The first step in the process was to have a group of lawmakers explore the industry and how it might fit the Georgia landscape. A state Senate panel was put together to dig into the details and offer recommendations on what could be a plausible, successful course of action. However, according to the Atlanta Journal-Constitution, the committee has decided that it won’t be producing its findings until sometime in the future.
There is apparently some internal debate over how any possible gambling expansion should be introduced. Brandon Beach, a Georgia Senator who is also the chair of the committee, announced that there would be a delay in the committee’s input until a consensus among its members could be reached.
He explains, “We just weren’t ready to vote. So I decided to hold off. We’ve got time. We’re going to talk about it in the next (Senate Republican) caucus meeting we have — it’ll be a priority.”
The lack of consensus doesn’t come from the gambling activity itself. Instead, it stems from a ridiculous reason. Committee legislators apparently can’t make up their minds on how to word the question about expanded gambling that would be presented to state voters in November.
Ultimately, voters have the last say in whether or not expanded gambling can even be considered, according to the Georgia constitution. Some committee members want a single question that would cover casinos, sports gambling and horseracing. Others want each of the three to be listed as a separate ballot entry for voters to consider.
As has been the case in other states, Georgia’s leaders are realizing that continued complaints about revenue shortfalls aren’t improving the situation, and that introducing more gambling options might be the best way to fill in the gaps. It’s also a good way to provide better consumer protection, since gamblers are going to gambler whether it’s legal or not.

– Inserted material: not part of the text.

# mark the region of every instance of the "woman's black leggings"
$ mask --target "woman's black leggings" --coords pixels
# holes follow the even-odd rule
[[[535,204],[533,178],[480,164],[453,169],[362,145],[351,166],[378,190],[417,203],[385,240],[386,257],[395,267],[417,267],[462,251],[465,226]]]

Once the committee can settle on how to present the ballot language, there is still work to be done. The constitutional amendment vote would need to be approved by two-thirds of the members of both the House and the Senate, and that is going to be a big challenge. First things first, though, and the committee needs to settle on its presentation. With lawmakers now headed out for the holidays, the earliest the matter will be taken back up is when the legislative session reconvenes on January 13, 2020.